Personalize your website
As well as personalizing pop-up ads or emails, you can tailor web pages and apps to suit specific customers. When someone browses the site or app, the content they see can be personalized based on things like gender, location, and whether they’re a new customer. Again, Amazon and Netflix are particularly good at this. Take a free trial to see how VWO Personalize can help you with this.
Take an omnichannel approach
Customers like to use whichever channel is most convenient to them at the time, so make sure personalization extends across all of them. You can use functional testing tools to check your websites and apps are working as intended, with the right messages reaching the right users.

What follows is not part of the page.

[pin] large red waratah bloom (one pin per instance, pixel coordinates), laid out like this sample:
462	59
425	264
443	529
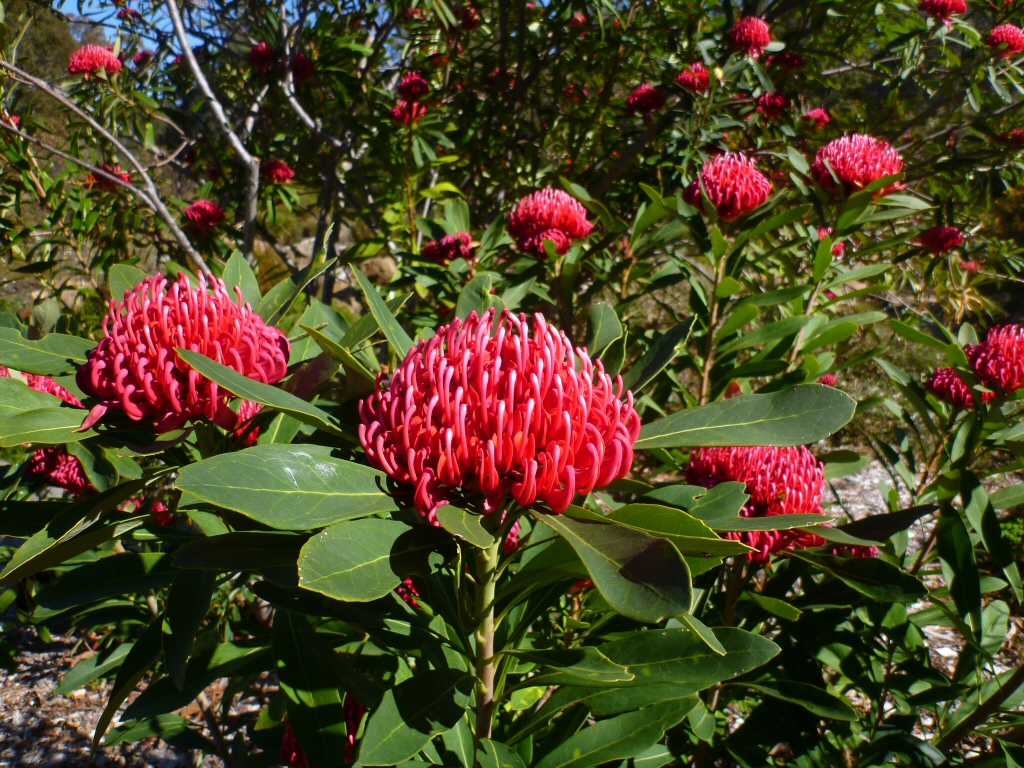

The more channels you have, the more data there will be! You might also use pandas DataFrames to load data from different databases and data formats to get a complete view and segment records within a data frame. (Read this Databricks article about pandas DataFrame structure).
As people are bombarded with marketing messages from a growing range of channels, you need to cut through the noise with truly relevant content. Machine learning allows you to:
- Personalize your marketing messages at scale
- Make the data-gathering process more efficient
- Experiment with your messaging to drive conversions
However, marketing teams need not fear for their jobs. Machines are not yet capable of displaying creative intelligence or consciousness. So smart marketers can combine AI with human input to deliver a personalized customer experience.
Hopefully, this guide has provided a clear answer to the question, “What is personalized marketing?” and you now feel confident to use personalized marketing to supercharge your business.